Les premiers Insidious et Conjuring, les meilleurs et de loin.

spoiler son meilleur est Insidious
14/06/2021 à 08:09

Ah Insidious cette claque au ciné, ce générique grinçant au violon, ces personnages de cire figés et souriant dans l'au delà !

Ce Conjuring est une très bonne surprise aussi, quoiqu'un peu en deçà.

Lolipop
14/06/2021 à 04:46

À mon d'être un croyant convaincu je ne vois pas comment on peut avoir peur devant cet étalage de bondieuseries ridicules.

Sascha
13/06/2021 à 18:10

@Drexl : sauf que Conjuring est un film d'épouvante là où Saw est un torture porn. Perso, je trouve le premier Conjuring au dessus du 2 et du 3. Il contient certaines des scènes d'épouvantes les plus efficaces des 20 dernières années (rien que le cache-clap est magistral).

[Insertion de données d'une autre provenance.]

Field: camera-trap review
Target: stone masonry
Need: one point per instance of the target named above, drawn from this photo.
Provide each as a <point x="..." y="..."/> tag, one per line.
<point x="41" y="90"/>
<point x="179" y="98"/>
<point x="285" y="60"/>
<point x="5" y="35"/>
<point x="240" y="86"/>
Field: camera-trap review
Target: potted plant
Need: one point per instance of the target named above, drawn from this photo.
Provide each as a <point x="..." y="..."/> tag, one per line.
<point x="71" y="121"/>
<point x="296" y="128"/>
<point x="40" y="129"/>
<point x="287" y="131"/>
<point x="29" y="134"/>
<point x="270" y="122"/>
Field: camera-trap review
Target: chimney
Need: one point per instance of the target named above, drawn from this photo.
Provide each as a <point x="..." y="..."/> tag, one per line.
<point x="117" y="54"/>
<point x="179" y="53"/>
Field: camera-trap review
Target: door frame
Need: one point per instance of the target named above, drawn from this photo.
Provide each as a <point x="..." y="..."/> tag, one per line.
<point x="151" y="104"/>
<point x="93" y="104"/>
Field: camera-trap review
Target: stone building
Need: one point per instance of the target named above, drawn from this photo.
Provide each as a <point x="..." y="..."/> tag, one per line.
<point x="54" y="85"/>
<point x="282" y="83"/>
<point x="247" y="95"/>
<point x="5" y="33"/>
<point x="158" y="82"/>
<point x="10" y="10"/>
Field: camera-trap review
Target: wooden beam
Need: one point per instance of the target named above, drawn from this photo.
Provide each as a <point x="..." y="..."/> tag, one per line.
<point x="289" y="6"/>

Le 2 reproduit bien la formule mais s'achève trop vite et retombe comme un soufflet (mais reste très bien pour une suite).

Le 3 loupe le coche malheureusement : il devient un thriller qui ne fait ni peur ni frissonner (et qui ne parvient pas à rendre crédible sa sataniste lambda qui semble être une version adulte de Mercredi dans la famille Adams).

De même, la qualité du film est en baisse dans le 3. Wan avait un sens de la mise en scène et de la caméra qui donnait au film un caractère bien à part et à lui. Les scènes en plans séquences, les hors champs, les travellings recherchés. Dans le 3, hélas, je trouve quasi qu'aucune scène ne retient l'attention. Même la scène du waterbed est loupé alors qu'elle aurait pu engendrer un vrai suspens et une vraie horreur (et quel dommage de la spoiler dans la BA)

J'espère que la Warner saura nous faire un 4ème épisode plus solide et surtout qui renoue avec les 2 premiers épisodes

Kyle Reese
13/06/2021 à 17:53

Arf, mais pourquoi avoir refilé le bébé à un réalisateur sans talent pour le 3.